“Oh, let’s leave this house, Penny,” she burst out. “I’ve lost the letter and the key and so we’ve no right to be here at all. I didn’t mean to trespass. I wish we’d never have come at all. That letter has caused me so much grief.”

Rosanna looked as if she might cry at any moment. Caleb Eckert softened.

“Now, I wouldn’t want you to go out into this storm. As far as I’m concerned you may stay here for the night.”

“We don’t care to intrude,” Rosanna said stiffly.

“It isn’t safe to go down the mountain in this rain,” the man declared, adopting a more friendly tone. “Now don’t be offended by the way I acted. My bark is worse than my bite.”
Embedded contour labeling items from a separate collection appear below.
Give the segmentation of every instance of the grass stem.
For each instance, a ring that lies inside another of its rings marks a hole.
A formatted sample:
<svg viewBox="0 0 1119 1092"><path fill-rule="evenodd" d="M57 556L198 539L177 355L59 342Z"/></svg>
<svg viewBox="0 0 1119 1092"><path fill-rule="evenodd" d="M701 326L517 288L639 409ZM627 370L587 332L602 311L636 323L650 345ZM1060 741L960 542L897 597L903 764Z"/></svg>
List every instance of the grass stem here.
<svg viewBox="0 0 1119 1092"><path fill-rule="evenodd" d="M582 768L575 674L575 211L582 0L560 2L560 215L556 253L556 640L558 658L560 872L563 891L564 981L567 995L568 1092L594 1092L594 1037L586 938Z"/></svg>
“We can’t blame you for being suspicious,” Penny admitted. “It may be that someone played a joke on Rosanna in sending her the letter and key. We were afraid of that from the first.”

Caleb Eckert’s eyes roved to the crackling fire, then to the splattered windows.

“Tell you what,” he proposed gruffly. “You girls stay here for the night. In the morning we’ll see if we can’t straighten things out.”

“But if Mr. Winters is alive we have no right to use this house,” Rosanna protested weakly.

“You’re his niece, aren’t you?” Caleb demanded. “Jacob Winters wouldn’t turn anyone out in a storm, much less one of his own kin folks. Have you had supper?”